‘China a concern for South and Central Asia’s water security’

New Delhi, March 7: With China building a “cascade of dams” in the upper reaches of rivers that flow into Central and South Asia and drawing large amounts of water to sustain its economy and people, there is a need to engage the Asian giant at bilateral and multilateral fora on the issue of water that is fast becoming a scarce and contentious commodity, said diplomats and experts here.

Addressing a round table on “Regional Water Security and Riverine Disputes: Issues Common to Central and South Asia” here Thursday, speakers, including ambassadors from Central Asian countries and other domain experts, also said that there is a need for Track II dialogue between civil society activists of countries and for transparency in sharing of hydro information in order to resolve the issues concerning sharing of water.

Leading strategic expert Brahma Chellaney said Central and South Asia share common water security issues. He said China is “happily placed” as it is home to the largest number of trans-border rivers, which all originate from the Tibetan Plateau and the Xinjiang region. Chellaney said China’s “annexation” of Tibetan Plateau and Xinjiang “changed the water discourse” for the people of South and Central Asia.

Chellaney, who is professor of strategic studies at the Centre for Policy Research, said China “is an issue of concern in South Asia and Central Asia… China is building a cascade of dams just before the rivers flow out of its territory.”

Ajay Bisaria, joint secretary in the Eurasia division of the external affairs ministry, said that India stands to benefit from the Central Asia South Asia Electricity Transmission and Trade Project, better known as CASA-1000, a new electricity transmission system to connect the countries of hydropower producing countries of Kyrgyzstan and Tajikistan with Afghanistan and Pakistan.

Ashok Sajjanhar, former ambassador to Kazakhstan, said the Aral Sea from being a lake of plenty with fish, birds and wildlife, has turned into an “ecological disaster” with very high salinity and water level shrunk massively. The Aral Sea is a lake lying between Kazakhstan and Uzbekistan. Sajjanhar said the issue of water distribution and water management between countries sharing water bodies is very crucial.

Rajiv Dogra, former ambassador, said the Central Asian water bodies were once clear blue and pristine, but have shrunk due to overuse.

“A drop of water is a grain of gold”, is the value placed on water in Turkmenistan, said the country’s Ambassador Parakhat Hommadovich Durdyev at the seminar held at the India International Centre and organised by the think tank Society for Policy Studies in collaboration with Asia News Agency.

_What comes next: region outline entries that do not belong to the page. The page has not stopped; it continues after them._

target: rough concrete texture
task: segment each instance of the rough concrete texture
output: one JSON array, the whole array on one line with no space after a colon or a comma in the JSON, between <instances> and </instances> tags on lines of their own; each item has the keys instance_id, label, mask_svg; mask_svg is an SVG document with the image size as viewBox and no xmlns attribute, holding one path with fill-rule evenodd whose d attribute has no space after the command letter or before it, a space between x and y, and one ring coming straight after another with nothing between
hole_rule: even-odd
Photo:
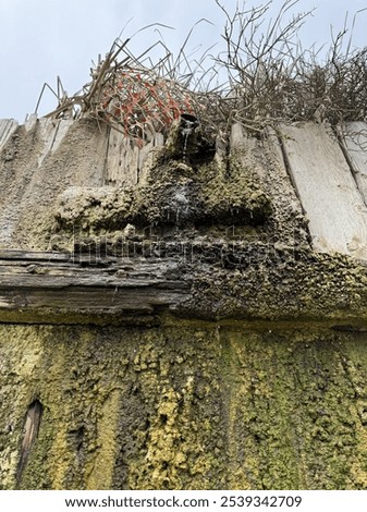
<instances>
[{"instance_id":1,"label":"rough concrete texture","mask_svg":"<svg viewBox=\"0 0 367 512\"><path fill-rule=\"evenodd\" d=\"M311 326L2 325L0 486L365 489L366 346Z\"/></svg>"},{"instance_id":2,"label":"rough concrete texture","mask_svg":"<svg viewBox=\"0 0 367 512\"><path fill-rule=\"evenodd\" d=\"M367 488L367 271L281 138L1 130L1 489Z\"/></svg>"}]
</instances>

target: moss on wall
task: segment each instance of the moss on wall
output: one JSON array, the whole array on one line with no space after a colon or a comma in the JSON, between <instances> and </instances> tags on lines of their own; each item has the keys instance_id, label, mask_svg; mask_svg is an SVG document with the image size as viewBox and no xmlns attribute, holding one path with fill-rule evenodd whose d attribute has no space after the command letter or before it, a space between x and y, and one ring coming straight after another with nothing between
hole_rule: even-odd
<instances>
[{"instance_id":1,"label":"moss on wall","mask_svg":"<svg viewBox=\"0 0 367 512\"><path fill-rule=\"evenodd\" d=\"M1 489L367 488L366 333L1 325L0 354Z\"/></svg>"}]
</instances>

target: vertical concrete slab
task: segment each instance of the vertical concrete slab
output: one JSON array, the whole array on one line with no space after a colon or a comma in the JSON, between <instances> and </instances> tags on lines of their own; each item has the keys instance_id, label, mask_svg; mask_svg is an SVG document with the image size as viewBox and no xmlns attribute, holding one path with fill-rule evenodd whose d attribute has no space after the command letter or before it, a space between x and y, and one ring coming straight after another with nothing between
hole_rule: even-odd
<instances>
[{"instance_id":1,"label":"vertical concrete slab","mask_svg":"<svg viewBox=\"0 0 367 512\"><path fill-rule=\"evenodd\" d=\"M314 248L367 259L367 208L337 138L315 123L281 131Z\"/></svg>"}]
</instances>

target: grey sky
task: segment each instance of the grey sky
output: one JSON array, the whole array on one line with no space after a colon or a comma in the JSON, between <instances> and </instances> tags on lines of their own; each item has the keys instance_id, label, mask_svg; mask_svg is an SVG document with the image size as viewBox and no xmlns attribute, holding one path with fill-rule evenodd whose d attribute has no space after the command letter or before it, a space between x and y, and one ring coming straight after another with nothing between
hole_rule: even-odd
<instances>
[{"instance_id":1,"label":"grey sky","mask_svg":"<svg viewBox=\"0 0 367 512\"><path fill-rule=\"evenodd\" d=\"M233 11L236 0L221 0ZM246 5L266 1L247 0ZM273 0L277 10L283 0ZM302 31L304 46L330 40L330 25L342 28L346 11L353 14L367 8L367 0L299 0L295 11L316 11ZM42 84L56 86L60 75L69 94L89 81L91 61L109 50L125 27L125 39L150 23L162 23L175 29L160 28L167 45L178 50L189 28L201 17L213 25L199 24L188 48L201 44L208 48L220 41L223 14L213 0L0 0L0 118L23 122L34 111ZM367 11L357 16L353 42L367 46L364 26ZM159 35L150 28L132 41L134 53L143 51ZM212 50L216 52L216 49ZM218 46L219 51L219 46ZM44 96L40 113L56 106L50 94Z\"/></svg>"}]
</instances>

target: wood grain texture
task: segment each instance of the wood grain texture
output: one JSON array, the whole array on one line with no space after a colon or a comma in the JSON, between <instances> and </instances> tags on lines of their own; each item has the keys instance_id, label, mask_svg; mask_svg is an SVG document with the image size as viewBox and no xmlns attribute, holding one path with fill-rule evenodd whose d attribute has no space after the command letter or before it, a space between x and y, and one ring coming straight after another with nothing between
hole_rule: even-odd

William Young, Lead Resource, South Asian Water Initiative, World Bank, said the Ganga plains is inhabited by 600 million people, which shows the dependency on the river. He said the World Bank was looking to establish dialogues for the Ganga and Brahmaputra basin river countries.

Sanjoy Hazarika, director of Centre for North East Studies at Jamia Millia Islamia, said the run of river dams that China was building on the Brahmaputra removes the fertile silt from the river water when it is released downstream into India, thereby harming agriculture and leading to climate change.

Hazarika also slammed the idea of interlinking of rivers being proposed in India, terming it a disastrous idea.